In the sense of gratitude the goodness provided by the natural world, by cultures and societies, by other persons…is the glass through which religious persons perceive the goodness of God.  The occasions of thankfulness to others for what they have done for us are at the same time occasions of thankfulness to God.  [These occasions] testify to the religious consciousness of the goodness of life.  We recognize that we have been loved by others beyond our deserving…we have benefited from nature and society more than we have contributed to them.  We have received more than we have earned or deserved and we are grateful.9

Now we understand why benevolence is so important to the doctor.  Because the doctor acts ideally from benevolence - a willed act to help - and not an exaggerated love of self, this help shows us something about who we are as human persons and helps us to describe God’s kingdom. We understand that benevolence is not chiefly understood by moral theologians as just being kind (although this is also important,) but also to be charitable: a sort of friendship in which one who has the ability to help another does just this so that the receiver in turn may help others.  I also think it is a wonderful tonic for the tired health care professional as she or he tries to make sense of patients who do not make any sense at all due to hang-ups, noncompliance with your words and treatments, and that ever-present human tendency to wreck the body through addictive behaviors.  You, perhaps even more than a priest or rabbi, are in a unique position to help them see and understand that dissolute lifestyles most often lead us patients away from happiness and peace.  By the way, Spaemann understands that we who give this sort of help must also receive it from time to time to fully understand its meaning for our happiness.

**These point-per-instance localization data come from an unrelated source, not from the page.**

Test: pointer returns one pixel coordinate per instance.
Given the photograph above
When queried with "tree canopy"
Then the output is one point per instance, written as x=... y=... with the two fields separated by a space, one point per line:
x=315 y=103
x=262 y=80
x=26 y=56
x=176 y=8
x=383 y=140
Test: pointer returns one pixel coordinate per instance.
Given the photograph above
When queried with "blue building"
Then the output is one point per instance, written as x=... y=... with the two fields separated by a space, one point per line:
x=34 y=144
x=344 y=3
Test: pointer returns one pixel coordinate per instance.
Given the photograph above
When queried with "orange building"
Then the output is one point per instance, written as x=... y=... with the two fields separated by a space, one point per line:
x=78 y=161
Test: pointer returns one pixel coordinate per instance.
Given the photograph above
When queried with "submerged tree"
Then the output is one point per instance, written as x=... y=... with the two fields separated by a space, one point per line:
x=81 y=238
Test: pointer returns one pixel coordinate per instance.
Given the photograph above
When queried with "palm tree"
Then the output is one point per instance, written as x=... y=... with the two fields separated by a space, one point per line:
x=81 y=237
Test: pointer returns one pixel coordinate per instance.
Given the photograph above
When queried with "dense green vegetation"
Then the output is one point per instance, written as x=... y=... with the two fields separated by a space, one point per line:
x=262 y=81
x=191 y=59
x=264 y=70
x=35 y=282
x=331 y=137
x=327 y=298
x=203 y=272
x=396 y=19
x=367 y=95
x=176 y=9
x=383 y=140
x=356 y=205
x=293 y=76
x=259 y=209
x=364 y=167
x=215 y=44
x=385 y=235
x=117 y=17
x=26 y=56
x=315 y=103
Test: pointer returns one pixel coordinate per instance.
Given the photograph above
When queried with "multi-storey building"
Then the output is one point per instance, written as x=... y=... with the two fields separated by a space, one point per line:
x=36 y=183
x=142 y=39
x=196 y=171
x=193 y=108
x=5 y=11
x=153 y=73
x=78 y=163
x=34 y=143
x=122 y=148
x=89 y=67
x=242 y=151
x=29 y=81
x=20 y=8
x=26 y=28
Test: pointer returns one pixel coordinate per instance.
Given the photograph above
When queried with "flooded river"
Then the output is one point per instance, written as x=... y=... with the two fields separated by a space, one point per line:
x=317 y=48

This “selfish” need people have for you and your art, and your corresponding love of your patient through self-giving benevolence is not met simply by what you do, but how you do it.  Again, I refer to my own vocation as a parish priest by understanding that I can go through the motions of marrying a couple, or I can truly want and act on the good for a couple through benevolence.  I may tell them certain things they don’t want to hear.  I may delay their wedding date.  I may refuse to accede to certain requests they make, but I do this in the name of benevolence with the underlying notion that I am somehow called to help people.  I want what is good for them in the long run, not just to meet what they might think they need at the moment.  Doctors have to do this same thing by telling patients to take care of their bodies, by refusing destructive requests like abortion-on-demand, prescriptions for artificial contraception, needless plastic surgery, or being frank and honest about a prognosis when it would “easier” on the patient’s immediate well-being to couch a truth or to even withhold the truth.  Of course, other virtues in the medical practice become evident:  compassion, prudence, and wisdom to name a few, but benevolence seems to be the primary operative hidden virtue of finding happiness and fulfillment in medicine today.

There is much more to Spaemann, but I hope that today we have at least begun to uncover the relationship between acting in benevolence as defined by our ability to help, and our desire to be happy and fulfilled providers of help as these requests come across our bow, even if our original intentions for entering our respective vocations are brought into question.

NOTES

1 Robert Spaemann, Happiness and Benevolence, South Bend: University of Notre Dame Press.

2 Ibid., p. 3.

3 Mark 2:17.

4 John Milbank, “The Ethics of Self-Sacrifice,” First Things, no. 91 (March 1999), p. 36.

5 Ibid., p. 183.

6 Ibid., p. 104. “The paradigm of acting from benevolence is any action by which we come to the help of human life which requires this help”.

7 Ibid., p. 163.

8 Reynolds Price, A Whole New Life, New York: Scribner, 1994, p. 56.

9 James Gustafson, Can Ethics be Christian?, Chicago: University of Chicago Press, 1975, pp. 100-101.

*This article is adapted from a talk given to the Philadelphia chapter of the Catholic Medical Association, St. Francis Xavier Church, Philadelphia, Pennsylvania, March 28, 2004.